Pour représenter le mecha à son meilleur et toute l’étendue de ses fonctions, je veux le dessiner « activé ». C’est pourquoi je veux inclure des lumières sur le design pour démontrer qu’il est actuellement allumé et en marche. Je place mes lumières dans les zones sur lesquelles je veux attirer l’attention. Vous pouvez remarquer que les lumières qui garnissent le contour du cockpit sont plus grandes et homogènes que celles qui sont placées sur le reste de la conception. Je dessine de petites lumières autour des joints et des zones de détail pour rendre le mouvement du mecha plus facile à comprendre.

 

 

Polissage

À ce stade, mon objectif consiste uniquement à penser à la meilleure façon de vendre le design. Les outils que j’utilise me permettent d’ajouter une couche de brillance qui ajoute plus de luminosité, de saturation et de vibrance au rendu final. De plus, faire briller toutes les lumières ajoutées à l’étape précédente donne beaucoup de punch au design et l’impression que le mecha est en marche.

 

 

 

Touches finales

Pour terminer l’image, je déplace le poids du cockpit vers l’avant et incline la jambe située sur la droite du champ de vision du spectateur pour mieux contrebalancer la structure du mecha.
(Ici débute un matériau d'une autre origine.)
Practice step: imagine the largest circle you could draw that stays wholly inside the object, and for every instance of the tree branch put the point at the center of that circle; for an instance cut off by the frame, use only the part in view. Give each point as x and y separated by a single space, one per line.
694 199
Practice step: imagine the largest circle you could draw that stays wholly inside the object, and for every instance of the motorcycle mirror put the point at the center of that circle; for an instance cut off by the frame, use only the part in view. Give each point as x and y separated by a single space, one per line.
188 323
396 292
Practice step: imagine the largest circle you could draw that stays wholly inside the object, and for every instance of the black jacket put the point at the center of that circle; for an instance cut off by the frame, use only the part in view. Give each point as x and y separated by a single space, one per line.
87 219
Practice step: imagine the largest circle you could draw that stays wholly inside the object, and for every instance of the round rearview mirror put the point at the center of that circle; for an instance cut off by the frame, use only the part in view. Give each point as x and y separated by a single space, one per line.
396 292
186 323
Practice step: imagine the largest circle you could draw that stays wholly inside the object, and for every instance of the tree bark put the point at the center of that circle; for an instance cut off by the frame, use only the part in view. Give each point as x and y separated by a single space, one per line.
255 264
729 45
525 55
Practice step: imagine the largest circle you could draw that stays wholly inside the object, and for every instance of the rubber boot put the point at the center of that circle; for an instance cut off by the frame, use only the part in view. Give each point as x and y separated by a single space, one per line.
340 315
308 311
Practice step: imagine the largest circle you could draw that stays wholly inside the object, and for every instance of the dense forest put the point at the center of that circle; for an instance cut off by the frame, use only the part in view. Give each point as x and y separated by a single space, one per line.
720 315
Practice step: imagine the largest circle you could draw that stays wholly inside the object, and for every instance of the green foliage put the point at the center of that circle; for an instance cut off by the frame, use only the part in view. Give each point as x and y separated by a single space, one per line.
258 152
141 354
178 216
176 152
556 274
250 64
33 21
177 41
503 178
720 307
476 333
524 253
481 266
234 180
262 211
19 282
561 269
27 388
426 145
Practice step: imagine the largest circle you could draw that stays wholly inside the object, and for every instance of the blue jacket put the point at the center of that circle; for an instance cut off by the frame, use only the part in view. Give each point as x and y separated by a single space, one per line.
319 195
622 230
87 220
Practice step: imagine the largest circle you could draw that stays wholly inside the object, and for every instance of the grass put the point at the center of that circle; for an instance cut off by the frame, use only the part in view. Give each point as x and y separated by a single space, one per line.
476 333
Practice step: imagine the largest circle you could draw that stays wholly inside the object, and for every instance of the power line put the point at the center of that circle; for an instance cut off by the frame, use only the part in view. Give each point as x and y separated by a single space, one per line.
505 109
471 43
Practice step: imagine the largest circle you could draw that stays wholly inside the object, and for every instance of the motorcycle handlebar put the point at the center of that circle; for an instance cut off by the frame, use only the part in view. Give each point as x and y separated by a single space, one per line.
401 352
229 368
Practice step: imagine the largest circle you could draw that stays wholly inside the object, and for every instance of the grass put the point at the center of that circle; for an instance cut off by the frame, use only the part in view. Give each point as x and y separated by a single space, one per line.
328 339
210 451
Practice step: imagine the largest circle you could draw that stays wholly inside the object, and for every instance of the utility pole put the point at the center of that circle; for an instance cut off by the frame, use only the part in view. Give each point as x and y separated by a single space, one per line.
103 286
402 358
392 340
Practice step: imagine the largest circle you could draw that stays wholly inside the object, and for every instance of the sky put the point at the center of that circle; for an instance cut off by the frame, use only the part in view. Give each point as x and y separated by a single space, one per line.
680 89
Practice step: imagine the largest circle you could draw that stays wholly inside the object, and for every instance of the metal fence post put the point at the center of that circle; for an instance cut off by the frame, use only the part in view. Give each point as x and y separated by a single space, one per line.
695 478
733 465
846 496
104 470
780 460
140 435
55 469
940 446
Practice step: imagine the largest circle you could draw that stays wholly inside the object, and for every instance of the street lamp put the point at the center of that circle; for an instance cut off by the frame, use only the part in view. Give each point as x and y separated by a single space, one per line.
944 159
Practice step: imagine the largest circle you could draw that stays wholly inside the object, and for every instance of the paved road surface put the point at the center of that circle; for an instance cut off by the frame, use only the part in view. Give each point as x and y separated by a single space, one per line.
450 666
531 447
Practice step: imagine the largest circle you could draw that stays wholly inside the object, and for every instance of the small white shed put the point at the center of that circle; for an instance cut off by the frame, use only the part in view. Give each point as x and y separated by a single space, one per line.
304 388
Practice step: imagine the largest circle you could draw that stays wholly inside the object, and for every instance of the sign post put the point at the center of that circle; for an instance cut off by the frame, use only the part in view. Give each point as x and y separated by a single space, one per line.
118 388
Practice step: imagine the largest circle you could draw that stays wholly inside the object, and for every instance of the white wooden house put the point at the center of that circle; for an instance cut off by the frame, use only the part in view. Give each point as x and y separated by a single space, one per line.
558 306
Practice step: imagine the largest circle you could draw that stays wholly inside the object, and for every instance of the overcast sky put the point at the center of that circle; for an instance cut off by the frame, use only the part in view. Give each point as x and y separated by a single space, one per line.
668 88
La silhouette semblait pencher vers l’arrière et ne démontrait pas une répartition réaliste des poids. Je l’ai également inséré dans un environnement en peignant de la lumière frappant le sol et de l’ombre ambiante au sommet de la toile. Cette ombre crée un point de contraste plus élevé en haut de la conception, ce qui en fait le point focal. Enfin, je trace de l’ombre sur le sol pour unifier le mecha et l’espace dans lequel il se trouve. Pour créer cet effet, j’écrase la silhouette du dessin pour qu’elle corresponde à la position des pieds et brouille les bords pour démontrer la hauteur du mecha.

 

 

J’ai créé ce design complexe et crédible prêt à être modélisé avec des photos de pièces de tracteur ! Ce processus me donne la possibilité d’utiliser les mêmes pièces pour créer une série de mecha et de véhicules aux formes similaires ou de continuer à itérer et réorganiser les pièces de base créées pour réaliser de nouveaux designs aux silhouettes entièrement différentes.

 

 

Scott Zenteno travaille dans l’industrie de l’animation et des jeux vidéo en tant qu’artiste spécialisé dans la création d’environnements et de machinerie. Il aime travailler sur des projets inspirés par les anime japonais, en particulier ceux qui impliquent des robots.